We are failing to prepare our students for this real-world responsibility. Worse still, we are shaming them when they don’t know how to avoid financial challenges properly. These underprepared students turn into underprepared young adults entering the working world. Most employers take no responsibility to offer financial literacy lessons to their employees either. If we wait long enough, these young adults today will repeat history and be the same underprepared retirees who have worked their whole lives and have little to show for it. Just last week, Marketwatch quoted Teresa Ghilarducci, Professor of Economics at The New School for Social Research, who said that roughly half of all Americans 55 or older may retire in or near poverty because of the damage from the COVID recession. We can’t afford to ignore that fact more responsibility falls on the individual to secure their financial future due to pensions disappearing and social security being benefits changing.  Now is the time to think ahead and arm the next generation with the financial tools to succeed in today’s complex world. 

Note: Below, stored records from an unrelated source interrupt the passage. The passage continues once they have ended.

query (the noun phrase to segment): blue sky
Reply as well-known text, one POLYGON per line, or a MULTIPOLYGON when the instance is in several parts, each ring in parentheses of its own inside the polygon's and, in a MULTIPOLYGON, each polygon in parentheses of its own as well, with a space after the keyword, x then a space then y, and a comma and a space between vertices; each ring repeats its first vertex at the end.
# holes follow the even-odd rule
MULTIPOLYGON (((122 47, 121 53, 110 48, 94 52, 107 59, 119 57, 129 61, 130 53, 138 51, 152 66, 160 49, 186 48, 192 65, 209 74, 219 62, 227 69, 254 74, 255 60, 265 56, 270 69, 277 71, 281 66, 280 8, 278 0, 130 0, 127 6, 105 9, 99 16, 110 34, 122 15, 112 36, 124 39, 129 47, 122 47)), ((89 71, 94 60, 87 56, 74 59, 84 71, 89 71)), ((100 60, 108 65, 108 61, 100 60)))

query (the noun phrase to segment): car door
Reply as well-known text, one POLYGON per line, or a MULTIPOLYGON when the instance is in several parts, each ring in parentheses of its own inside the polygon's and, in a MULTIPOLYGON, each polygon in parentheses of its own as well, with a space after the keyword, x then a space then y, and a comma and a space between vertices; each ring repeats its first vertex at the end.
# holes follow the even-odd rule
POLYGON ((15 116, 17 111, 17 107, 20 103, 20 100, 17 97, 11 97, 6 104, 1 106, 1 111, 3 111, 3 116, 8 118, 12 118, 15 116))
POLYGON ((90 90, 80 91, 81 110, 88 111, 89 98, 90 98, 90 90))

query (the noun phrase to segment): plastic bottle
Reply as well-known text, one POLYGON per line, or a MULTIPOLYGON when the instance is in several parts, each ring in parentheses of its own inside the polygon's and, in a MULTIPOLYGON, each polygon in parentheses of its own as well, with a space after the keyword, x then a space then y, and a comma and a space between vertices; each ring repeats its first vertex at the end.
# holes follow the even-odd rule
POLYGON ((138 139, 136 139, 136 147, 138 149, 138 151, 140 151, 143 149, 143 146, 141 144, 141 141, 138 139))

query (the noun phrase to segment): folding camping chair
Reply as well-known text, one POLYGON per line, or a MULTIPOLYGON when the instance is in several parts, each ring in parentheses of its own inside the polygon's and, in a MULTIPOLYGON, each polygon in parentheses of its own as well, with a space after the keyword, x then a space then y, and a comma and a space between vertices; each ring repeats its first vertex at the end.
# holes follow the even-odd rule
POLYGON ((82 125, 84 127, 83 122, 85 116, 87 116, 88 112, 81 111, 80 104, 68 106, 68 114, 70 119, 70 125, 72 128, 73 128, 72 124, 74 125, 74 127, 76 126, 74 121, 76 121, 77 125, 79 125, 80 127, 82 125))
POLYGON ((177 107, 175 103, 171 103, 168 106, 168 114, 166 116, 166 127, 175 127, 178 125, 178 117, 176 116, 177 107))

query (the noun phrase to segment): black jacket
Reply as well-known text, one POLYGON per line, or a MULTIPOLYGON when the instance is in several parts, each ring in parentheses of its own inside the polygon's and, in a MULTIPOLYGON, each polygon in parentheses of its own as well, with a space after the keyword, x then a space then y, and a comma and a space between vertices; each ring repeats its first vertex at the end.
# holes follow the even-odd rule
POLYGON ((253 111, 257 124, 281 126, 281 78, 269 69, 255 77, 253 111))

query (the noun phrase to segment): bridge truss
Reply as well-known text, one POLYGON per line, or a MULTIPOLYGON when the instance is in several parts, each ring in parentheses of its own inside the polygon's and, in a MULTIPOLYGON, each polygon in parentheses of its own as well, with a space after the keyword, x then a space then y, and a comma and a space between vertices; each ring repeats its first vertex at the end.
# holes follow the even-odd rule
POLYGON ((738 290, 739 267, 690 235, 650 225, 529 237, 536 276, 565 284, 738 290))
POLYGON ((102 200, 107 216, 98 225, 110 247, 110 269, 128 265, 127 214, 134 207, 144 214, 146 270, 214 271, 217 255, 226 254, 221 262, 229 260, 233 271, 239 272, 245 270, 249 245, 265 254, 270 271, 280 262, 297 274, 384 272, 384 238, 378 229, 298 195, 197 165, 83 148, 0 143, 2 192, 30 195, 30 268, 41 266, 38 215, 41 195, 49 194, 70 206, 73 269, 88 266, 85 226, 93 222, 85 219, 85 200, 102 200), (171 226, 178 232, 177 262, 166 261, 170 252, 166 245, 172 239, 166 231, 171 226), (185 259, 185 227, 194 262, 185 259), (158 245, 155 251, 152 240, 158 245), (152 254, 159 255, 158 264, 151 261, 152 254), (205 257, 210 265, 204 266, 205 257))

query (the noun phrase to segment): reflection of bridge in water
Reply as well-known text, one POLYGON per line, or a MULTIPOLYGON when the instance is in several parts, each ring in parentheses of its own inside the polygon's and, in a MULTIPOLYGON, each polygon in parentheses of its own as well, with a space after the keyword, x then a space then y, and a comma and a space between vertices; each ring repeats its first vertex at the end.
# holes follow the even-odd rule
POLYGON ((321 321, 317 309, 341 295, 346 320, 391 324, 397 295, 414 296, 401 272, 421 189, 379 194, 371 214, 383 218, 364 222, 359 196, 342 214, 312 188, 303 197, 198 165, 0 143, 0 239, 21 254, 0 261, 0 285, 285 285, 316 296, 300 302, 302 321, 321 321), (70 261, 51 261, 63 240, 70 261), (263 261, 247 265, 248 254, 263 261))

It is no surprise that over the last decade private institutions have tried to fill the vacuum left by our formal educational institutions.  Young Millennials had to seek out and pay for courses on "adulting" to get a taste of these important life skills. If we give people the tools to understand and manage their finances well, fewer people will be in a precarious position when a crisis hits. Lessons on the proper use of credit, and how to save, invest, and budget aren’t magic, but they might as well be when you realize how much they change people’s lives. Properly managing your money isn’t necessarily going to make you rich (although it certainly can), but what it will do is make it more likely that you will have a safety net when life doesn’t go exactly as you planned. 

We owe every single person the opportunity to understand and capably manage their own financial lives and it needs to start now. While we are in the middle of the current crisis, we should be preparing for the next one. There’s an abundance of excellent organizations like Junior Achievement or the National Endowment for Financial Education (NEFE) which offer focused financial education curriculum available for students, teachers, and employers right now. We have the resources available, but we need to have the will to act. This won’t happen by accident; we need to demand these changes in our communities, schools, and workplaces. 

The best time to plant this tree was during the last financial crisis. The second-best time is right now.